How I finally got to use Dataview in Obsidian (with AI/File Organizer 2000)

Note Companion·
4 min read

Based on Note Companion's video on YouTube. If you like this content, support the original creators by watching, liking and subscribing to their content.

TL;DR

Dataview turns note properties into live tables, making it easier to scan and compare many items without opening each note.

Briefing

Dataview in Obsidian turns scattered note metadata into instantly readable tables—so users can scan, compare, and filter information without opening every note. The core payoff is speed: once notes carry consistent fields (like author, genre, ratings, or page counts), Dataview can generate a live table view that updates as the vault changes. The catch is that building and maintaining those tables takes time, and writing the required Dataview syntax (plus manually filling many note properties) can become a bottleneck.

A practical workflow in the transcript pairs Dataview with AI-driven automation to remove that bottleneck. First, the user demonstrates a Dataview table for a “books” collection stored in a specific folder. The table pulls properties from each note—such as the book title, author, genre, and a personal rating—and renders them in a single grid. The table is generated using Dataview’s query syntax, including targeting notes by folder and selecting which properties to display.

Where the workflow shifts is in eliminating repetitive data entry. Instead of typing every property for each book note, the user uses AI templates (via “falaz 2000 AI chat,” though the approach is described as compatible with other chat tools like ChatGPT). A “book template” prompt instructs the AI to detect when an uploaded item looks like a book and then extract or generate a structured set of fields: title, author, genre, short summary, page number, year, Goodreads rating and URL, Amazon URL, personal rating, and notes. This template is applied automatically when new files arrive.
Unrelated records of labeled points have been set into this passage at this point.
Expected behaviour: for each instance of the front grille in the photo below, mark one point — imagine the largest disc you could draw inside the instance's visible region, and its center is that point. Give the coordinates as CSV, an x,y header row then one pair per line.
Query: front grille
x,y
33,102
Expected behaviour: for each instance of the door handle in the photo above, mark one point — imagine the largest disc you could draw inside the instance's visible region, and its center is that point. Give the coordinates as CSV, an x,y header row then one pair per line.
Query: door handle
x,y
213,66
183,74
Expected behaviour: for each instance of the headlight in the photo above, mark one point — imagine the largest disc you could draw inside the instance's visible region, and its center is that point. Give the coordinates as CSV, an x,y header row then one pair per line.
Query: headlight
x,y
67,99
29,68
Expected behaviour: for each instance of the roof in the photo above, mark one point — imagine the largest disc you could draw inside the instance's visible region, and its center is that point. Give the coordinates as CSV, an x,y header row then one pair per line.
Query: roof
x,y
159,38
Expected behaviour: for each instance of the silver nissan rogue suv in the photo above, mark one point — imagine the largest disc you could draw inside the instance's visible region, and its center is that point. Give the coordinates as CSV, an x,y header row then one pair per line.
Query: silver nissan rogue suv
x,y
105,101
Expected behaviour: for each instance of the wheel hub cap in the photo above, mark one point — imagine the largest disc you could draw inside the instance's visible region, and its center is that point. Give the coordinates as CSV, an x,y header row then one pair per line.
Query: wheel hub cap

To test it, the user deletes the existing book entries, then takes photos of four book covers and sends them into Obsidian using an “Add to Obsidian” shortcut that routes files into an inbox processed by a file organizer. As the images are processed, the AI recognizes them as books and populates the template fields. The results include not only basic metadata like author and genre, but also page counts and external links (Goodreads and Amazon). The user then manually adds only the fields that the AI prompt left blank—such as personal star ratings.
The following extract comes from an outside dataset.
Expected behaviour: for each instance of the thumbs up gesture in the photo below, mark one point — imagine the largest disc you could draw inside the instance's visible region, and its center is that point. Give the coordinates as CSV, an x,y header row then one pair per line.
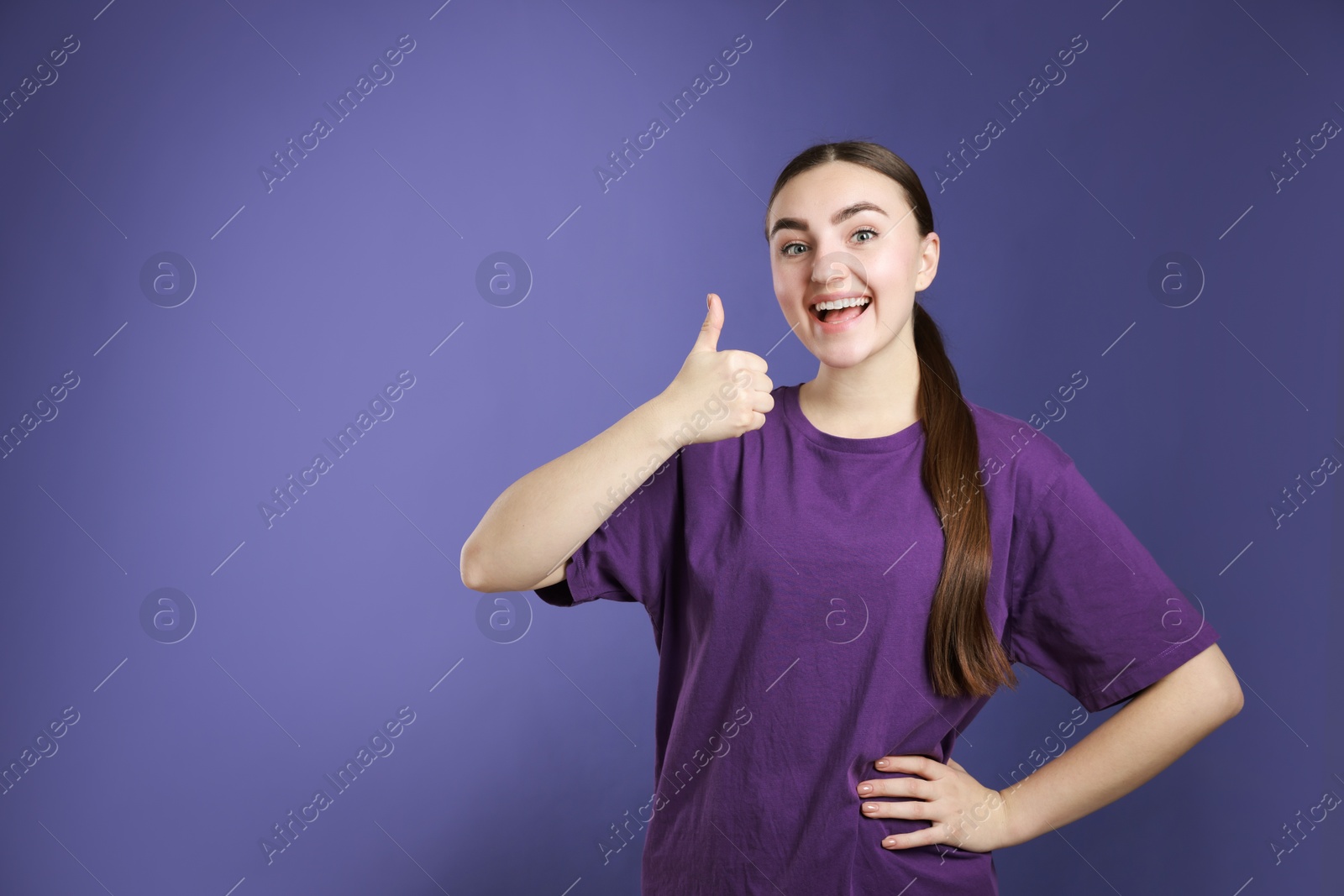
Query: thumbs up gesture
x,y
729,387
With the enriched properties in place, Dataview becomes more powerful because it can filter and re-render the same table based on conditions. The transcript shows examples of filtering by Goodreads rating (e.g., only books above a threshold) and by page count (e.g., maximum pages). The same pattern is positioned as reusable beyond books: the user cites prior examples involving receipts and calorie tracking, where photos are converted into structured entries that feed Dataview tables.
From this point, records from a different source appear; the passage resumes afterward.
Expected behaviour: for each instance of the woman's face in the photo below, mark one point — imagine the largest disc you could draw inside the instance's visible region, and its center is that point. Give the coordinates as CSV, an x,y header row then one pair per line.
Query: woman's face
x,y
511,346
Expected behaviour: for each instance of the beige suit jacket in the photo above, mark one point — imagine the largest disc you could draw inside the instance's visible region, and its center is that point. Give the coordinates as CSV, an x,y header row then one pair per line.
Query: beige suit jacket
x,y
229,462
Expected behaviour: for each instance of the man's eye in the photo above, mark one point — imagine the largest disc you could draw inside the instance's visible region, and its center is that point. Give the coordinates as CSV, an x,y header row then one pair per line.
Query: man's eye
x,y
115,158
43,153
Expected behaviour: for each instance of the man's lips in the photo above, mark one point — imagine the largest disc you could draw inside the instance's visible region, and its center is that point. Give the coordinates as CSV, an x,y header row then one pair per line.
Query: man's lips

Overall, the central insight is that Dataview’s value scales when AI handles the tedious part—turning unstructured inputs (like photos) into consistent note properties—so tables and filters remain accurate with minimal manual work.

Cornell Notes

Dataview in Obsidian can generate tables from note metadata, letting users compare many items at a glance and apply filters (like rating thresholds or page limits). The transcript highlights a key limitation: Dataview tables require consistent properties, and manually filling those fields is slow. The solution pairs Dataview with AI templates that extract structured book data from photos, including title, author, genre, page count, year, Goodreads rating/URL, and Amazon URL. Once those properties exist in the vault, Dataview can automatically render the updated table and filter results without rewriting everything. The same pipeline can be reused for other photo-based workflows such as receipts or calorie tracking.

How does Dataview turn notes into a table users can scan quickly?

Dataview generates lists or tables by reading key information stored as properties inside notes. In the example, a “books” folder holds notes with fields like author, genre, personal rating, and book name. A Dataview table query targets that folder and selects which properties to display, producing a single grid where each row corresponds to a note and each column corresponds to a property.

Why does the workflow rely on AI templates instead of manual property entry?

Manually typing multiple properties per note becomes time-consuming, especially when many fields are needed (author, genre, page number, year, external links, etc.). AI templates automate this repetitive work by applying a prompt to new incoming items so the AI fills a predefined set of fields automatically.

What fields does the “book template” ask the AI to populate from book photos?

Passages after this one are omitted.